Current systems for storing and retrieving this tick data, such as time series databases, relational databases, and specialized in-memory databases, have their downfalls. For example, some in-memory database systems require large amounts of Dynamic Random Access Memory (DRAM) in order to provide fast access to the data. Acquiring and maintaining the required memory space is often very costly, or impractical due to technological limitations. For example, storing tick data from an Options Price Reporting Authority (OPRA) feed using in-memory databases is not possible due to technological limitations and the data volume. As the amount of data regarding the daily market transactions continues to increase, the storage space (and cost) continues to increase as well. Additionally, database systems, such as relational databases or time-series databases, while not using high-cost DRAM for storage, do not allow for fast enough data retrieval functionality. These types of systems may also not be able to handle large volumes of new record insertions (inserted as rows) fast enough. With the increasing amount of data stored on a daily basis, the ability to quickly retrieve the requested data in such systems may decrease, thereby decreasing the functionality and usefulness of such data storage system.
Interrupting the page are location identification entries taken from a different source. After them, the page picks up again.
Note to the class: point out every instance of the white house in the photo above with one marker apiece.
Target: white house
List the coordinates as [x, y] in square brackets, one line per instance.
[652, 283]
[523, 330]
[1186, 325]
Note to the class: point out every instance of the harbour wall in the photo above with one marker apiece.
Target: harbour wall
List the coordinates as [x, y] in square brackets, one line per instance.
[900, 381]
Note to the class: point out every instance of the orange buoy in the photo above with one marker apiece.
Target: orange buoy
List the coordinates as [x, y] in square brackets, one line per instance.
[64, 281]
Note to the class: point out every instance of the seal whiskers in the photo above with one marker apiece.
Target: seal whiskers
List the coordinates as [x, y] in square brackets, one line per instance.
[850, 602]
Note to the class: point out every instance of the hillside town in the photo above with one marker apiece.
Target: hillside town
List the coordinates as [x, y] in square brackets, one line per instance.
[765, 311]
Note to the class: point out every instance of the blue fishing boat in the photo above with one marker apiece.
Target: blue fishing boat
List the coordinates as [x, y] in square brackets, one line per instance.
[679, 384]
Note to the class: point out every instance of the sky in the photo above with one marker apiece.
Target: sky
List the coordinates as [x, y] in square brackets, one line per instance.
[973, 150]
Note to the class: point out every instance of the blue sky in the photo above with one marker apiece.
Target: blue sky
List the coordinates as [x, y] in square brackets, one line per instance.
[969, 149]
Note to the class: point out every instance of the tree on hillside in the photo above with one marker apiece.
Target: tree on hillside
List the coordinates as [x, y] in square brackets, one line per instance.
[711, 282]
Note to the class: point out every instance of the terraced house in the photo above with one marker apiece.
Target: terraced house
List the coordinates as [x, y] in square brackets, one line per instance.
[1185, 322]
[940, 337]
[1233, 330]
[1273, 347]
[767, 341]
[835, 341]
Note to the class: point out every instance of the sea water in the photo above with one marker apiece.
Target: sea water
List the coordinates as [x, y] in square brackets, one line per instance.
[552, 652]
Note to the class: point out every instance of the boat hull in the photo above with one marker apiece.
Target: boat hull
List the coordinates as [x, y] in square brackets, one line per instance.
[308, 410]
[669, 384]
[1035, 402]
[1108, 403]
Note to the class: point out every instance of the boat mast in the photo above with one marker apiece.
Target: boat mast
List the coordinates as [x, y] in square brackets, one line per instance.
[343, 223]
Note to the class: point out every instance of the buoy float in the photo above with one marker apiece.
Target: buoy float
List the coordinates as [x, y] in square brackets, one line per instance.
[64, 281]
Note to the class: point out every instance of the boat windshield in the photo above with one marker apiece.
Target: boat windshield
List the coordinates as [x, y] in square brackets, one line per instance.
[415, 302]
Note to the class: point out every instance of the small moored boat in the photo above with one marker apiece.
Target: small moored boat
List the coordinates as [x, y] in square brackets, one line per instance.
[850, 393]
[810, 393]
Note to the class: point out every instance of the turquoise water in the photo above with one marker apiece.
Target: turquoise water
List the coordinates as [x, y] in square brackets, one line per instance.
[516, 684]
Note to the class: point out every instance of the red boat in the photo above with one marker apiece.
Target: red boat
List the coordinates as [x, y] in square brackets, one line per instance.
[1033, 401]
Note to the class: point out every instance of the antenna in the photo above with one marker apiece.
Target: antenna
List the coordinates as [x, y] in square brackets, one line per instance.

Many of the existing specialized in-memory databases for storing market data rely on creating various types of data arrays for each transaction. For instance, multiple fields, each with data regarding a given financial instrument, may be stored in memory as an array. Each field in the array is designated to a particular type of data, such as trade price, quantity, or a time stamp. Record-based array implementations are typically inflexible with regard to adding more fields, such as columns, to an existing database. In vector-based in-memory database systems, each column is stored in its own individual array (i.e., a vector) and each array is stored in a separate file. Accordingly, a database table consisting of 60 columns would require over 60 loosely coupled files with this type, of implementation. In various in-memory database systems, a row or record may have dozens, or even hundreds, of different columns (fields) to hold the various types of data that may be available for each transaction. If data associated with a particular column is not available or not applicable for a particular transaction, however, a null value is typically placed in the column. In these systems, for any given transaction, a multitude of columns may have a plurality of null values. The entire array, including the null columns, is stored into memory. Thus, even though numerous columns with null values do not contain any “useful” data, the columns still consume memory space, which consumes resources and adds to data retrieval times. Current systems, such as time series databases, relational databases, or in-memory databases, require tick data to be normalized in this fashion.